# Rooster or hen? Breed



## mmangan1188 (Jul 25, 2017)

Hello, I'm new to chickens just started raising them not too long ago. I have this chicken not sure if it's a hen or rooster and curious of the breed. I think it's a black Cornish cross possibly. Any insight would be greatly appreciated.


----------



## nannypattyrn (Aug 23, 2015)

How is It? Looks like a hen to me.

Sent from my SM-T580 using Chicken Forum mobile app


----------



## robin416 (Sep 8, 2013)

I thought the same thing but I'm wrong so often I kept my fingers still.


----------



## mmangan1188 (Jul 25, 2017)

nannypattyrn said:


> How is It? Looks like a hen to me.
> 
> Sent from my SM-T580 using Chicken Forum mobile app


Seems ok just isn't getting along with my rooster. No crowing or other rooster behavior, the neck feathers had me concerned but has no saddle feathers. It may be because the rooster is slightly smaller than this hen, maybe intimidated. My chickens free range and this one has been staying outside at night recently. I may have to confine the rooster for a few days and reintroduce


----------



## nannypattyrn (Aug 23, 2015)

My post should have said "how OLD" is the chicken? Sometimes when the hen "comes of age" the roo can gett a bit aggressive, esp if he's young too. Unless he's hurting her, he may just be trying to establish his authority in the flock.


----------



## chickenqueen (Jan 9, 2016)

Welcome to the chicken forum and the wonderful world of chickens!!!I think you have a rooster there....


----------



## nannypattyrn (Aug 23, 2015)

It sure could be if it's not very old and just developing it's roo feathers.

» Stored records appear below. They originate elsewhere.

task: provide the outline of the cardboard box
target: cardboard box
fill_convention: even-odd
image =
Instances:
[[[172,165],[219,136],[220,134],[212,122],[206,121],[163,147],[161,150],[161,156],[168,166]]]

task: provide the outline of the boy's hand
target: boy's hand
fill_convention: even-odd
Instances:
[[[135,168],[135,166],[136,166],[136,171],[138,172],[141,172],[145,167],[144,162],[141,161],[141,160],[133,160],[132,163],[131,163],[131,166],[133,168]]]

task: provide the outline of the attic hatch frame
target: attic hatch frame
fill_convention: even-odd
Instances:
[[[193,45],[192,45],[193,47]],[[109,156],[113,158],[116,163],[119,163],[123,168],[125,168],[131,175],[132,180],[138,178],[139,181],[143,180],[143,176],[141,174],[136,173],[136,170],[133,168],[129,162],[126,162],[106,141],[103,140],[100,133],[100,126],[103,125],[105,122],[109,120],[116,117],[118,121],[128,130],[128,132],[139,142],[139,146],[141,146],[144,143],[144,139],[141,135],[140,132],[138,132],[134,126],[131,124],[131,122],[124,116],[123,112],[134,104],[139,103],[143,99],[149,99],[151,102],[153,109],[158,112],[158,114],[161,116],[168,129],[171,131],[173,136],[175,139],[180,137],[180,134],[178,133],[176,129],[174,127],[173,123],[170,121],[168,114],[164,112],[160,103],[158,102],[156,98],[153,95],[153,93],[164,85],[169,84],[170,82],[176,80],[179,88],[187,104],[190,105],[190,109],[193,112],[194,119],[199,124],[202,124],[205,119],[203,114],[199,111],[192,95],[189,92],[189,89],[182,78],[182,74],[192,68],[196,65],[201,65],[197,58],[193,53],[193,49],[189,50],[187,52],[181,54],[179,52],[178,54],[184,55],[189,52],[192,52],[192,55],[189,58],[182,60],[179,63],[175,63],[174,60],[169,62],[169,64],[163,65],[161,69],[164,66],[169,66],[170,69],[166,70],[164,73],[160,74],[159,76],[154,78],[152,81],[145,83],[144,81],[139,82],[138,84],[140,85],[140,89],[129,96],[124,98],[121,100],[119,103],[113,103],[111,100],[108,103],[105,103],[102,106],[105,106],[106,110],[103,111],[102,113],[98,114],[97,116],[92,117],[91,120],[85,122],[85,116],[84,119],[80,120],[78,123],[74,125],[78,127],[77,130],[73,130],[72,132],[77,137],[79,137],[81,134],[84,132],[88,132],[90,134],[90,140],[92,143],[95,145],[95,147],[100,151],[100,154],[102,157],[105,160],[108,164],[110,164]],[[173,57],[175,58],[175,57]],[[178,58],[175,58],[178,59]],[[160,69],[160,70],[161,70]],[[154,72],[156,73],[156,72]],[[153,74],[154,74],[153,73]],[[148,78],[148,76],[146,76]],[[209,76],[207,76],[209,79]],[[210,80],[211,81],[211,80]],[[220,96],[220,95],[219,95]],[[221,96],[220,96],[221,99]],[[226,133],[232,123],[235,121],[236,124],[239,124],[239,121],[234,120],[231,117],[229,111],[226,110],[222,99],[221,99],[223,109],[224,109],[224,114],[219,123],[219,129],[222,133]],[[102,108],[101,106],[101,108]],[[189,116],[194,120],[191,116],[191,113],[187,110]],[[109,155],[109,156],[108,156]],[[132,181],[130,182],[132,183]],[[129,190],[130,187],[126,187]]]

Sent from my SAMSUNG-SM-G930A using Chicken Forum mobile app


----------



## Nm156 (May 16, 2015)

Going with a roo.Usually a pullet that has a comb and wattles that far developed will already be laying eggs.


----------



## seminole wind (Aug 22, 2015)

My first thought was a roo.


----------



## mmangan1188 (Jul 25, 2017)

seminolewind said:


> My first thought was a roo.


Anyone need a rooster in NWGA? Lol


----------



## seminole wind (Aug 22, 2015)

LOL, sorry . I have 8 right now.


----------



## Maryellen (Jan 21, 2015)

Lol me too I have 8 too many lol

Sent from my SM-G900V using Chicken Forum mobile app


----------



## Myshonok (Jun 28, 2017)

Its a roo. His shiny feathers and pied wings are so beautiful!


----------